Did prominent physician Hutchins Burton really haunt Cedar Walk? Who knows. But according to the writings of local historian S.T. Peace, Burton was hanged in the house, Pace said. And members of families who later lived in the house reported hearing all kinds of strange noise over the years, and seeing a ghost in the hallway downstairs.
“It got to the point,” Pace said, “that nobody wanted to rent the house.” And, unoccupied, it fell into ruin.
Whether you’re one who believes in the supernatural or chooses to find logical explanations for the seemingly inexplicable, the stories you hear – especially around Halloween – are interesting, to say the least.
The house known as Pleasant Hill in Middleburg, later called Rivenoak, was purchased by a young couple who moved in and set about restoration work, which including wiring it for electricity for the first time.

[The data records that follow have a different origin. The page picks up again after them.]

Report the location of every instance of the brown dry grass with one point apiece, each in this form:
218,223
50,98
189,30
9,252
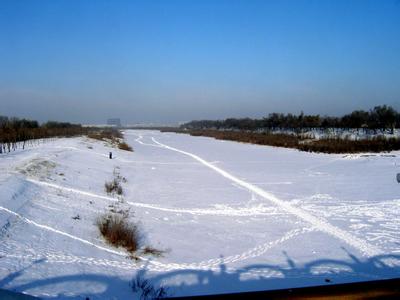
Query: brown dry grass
119,232
328,145
124,146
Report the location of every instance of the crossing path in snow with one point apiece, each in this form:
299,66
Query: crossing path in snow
366,248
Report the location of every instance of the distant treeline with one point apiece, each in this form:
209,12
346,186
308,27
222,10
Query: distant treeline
380,117
16,132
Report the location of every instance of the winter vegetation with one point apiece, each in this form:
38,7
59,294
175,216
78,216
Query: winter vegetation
18,133
237,229
119,232
112,136
360,131
380,118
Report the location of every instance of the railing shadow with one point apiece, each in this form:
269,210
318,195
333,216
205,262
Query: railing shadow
255,277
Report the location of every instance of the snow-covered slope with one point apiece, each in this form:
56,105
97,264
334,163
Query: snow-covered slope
232,217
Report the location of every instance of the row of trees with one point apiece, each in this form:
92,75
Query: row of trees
15,133
380,117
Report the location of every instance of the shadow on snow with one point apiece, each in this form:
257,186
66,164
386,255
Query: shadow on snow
248,278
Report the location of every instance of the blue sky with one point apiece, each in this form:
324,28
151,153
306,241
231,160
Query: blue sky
169,61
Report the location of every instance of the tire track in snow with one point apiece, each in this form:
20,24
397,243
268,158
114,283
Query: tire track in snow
258,210
366,248
211,264
48,228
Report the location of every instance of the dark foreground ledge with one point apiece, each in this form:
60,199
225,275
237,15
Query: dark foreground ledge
379,289
8,295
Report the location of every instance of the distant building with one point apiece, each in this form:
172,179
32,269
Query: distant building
114,122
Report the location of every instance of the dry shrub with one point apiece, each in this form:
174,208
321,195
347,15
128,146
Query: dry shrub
113,187
328,145
119,232
107,134
153,251
124,146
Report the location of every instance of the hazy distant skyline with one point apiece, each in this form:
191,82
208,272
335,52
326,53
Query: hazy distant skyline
170,61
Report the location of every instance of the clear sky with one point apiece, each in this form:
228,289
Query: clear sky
168,61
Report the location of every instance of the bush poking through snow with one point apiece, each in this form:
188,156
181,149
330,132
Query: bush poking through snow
119,232
153,251
113,187
147,290
124,146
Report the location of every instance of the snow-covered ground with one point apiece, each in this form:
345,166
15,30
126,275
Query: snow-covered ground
232,217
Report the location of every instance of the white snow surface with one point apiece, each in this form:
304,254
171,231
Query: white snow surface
231,216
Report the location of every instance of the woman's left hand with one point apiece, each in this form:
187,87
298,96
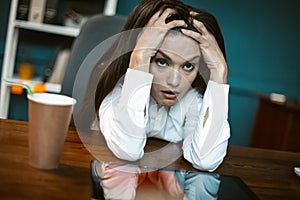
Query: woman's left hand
210,50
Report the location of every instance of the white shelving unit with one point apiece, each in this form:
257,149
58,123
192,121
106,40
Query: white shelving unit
12,38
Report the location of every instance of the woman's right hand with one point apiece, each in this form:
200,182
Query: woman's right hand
150,39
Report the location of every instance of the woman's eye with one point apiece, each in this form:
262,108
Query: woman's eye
161,62
188,67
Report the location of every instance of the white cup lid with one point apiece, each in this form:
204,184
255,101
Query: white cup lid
52,99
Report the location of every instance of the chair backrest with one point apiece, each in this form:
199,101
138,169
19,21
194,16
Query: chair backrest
97,29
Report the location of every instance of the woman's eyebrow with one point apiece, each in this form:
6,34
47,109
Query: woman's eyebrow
164,55
169,58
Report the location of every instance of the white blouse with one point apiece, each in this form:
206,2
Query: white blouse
128,115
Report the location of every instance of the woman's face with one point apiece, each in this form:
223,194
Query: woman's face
175,67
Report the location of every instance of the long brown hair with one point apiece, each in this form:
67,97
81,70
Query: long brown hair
115,68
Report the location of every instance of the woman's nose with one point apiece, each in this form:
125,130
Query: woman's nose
173,78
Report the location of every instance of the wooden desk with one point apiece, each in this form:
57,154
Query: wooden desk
268,173
277,125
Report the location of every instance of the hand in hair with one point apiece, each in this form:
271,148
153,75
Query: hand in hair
151,38
210,50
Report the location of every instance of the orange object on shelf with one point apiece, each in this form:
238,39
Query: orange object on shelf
25,71
35,88
16,89
38,88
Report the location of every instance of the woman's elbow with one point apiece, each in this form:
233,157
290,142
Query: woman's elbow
207,166
128,156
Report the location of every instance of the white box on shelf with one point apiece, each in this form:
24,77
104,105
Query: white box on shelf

Joel Holloman Carroll was born in that home and lived his entire life there. He was a real creature of habit, and was known to strike a match against the same door frame near the kitchen each evening to light a lamp before before bedtime.
Carroll died there, and during the restoration, passersby would swear they saw a light shining through his bedroom window. The young couple’s ebullient Golden Retriever refused to cross the area that led to that same bedroom. And the couple’s young child would remark about a man standing nearby when there was nobody there.
And Hatchet Man? The story goes that if you go over to the country club section of town into a particular area that once had been a dead end, dirt road, and cut off your car, Hatchet Man would show up, Pace said.
But what about the poltergeist of Neal House?
“Dishes move, things fly off the table – literally fly-through-the-air kind of stuff,” Pace said. He was a student at ECU when he read a story in the student paper about the home.
“It was really active stuff,” he said, recalling some of the stories being told about that house.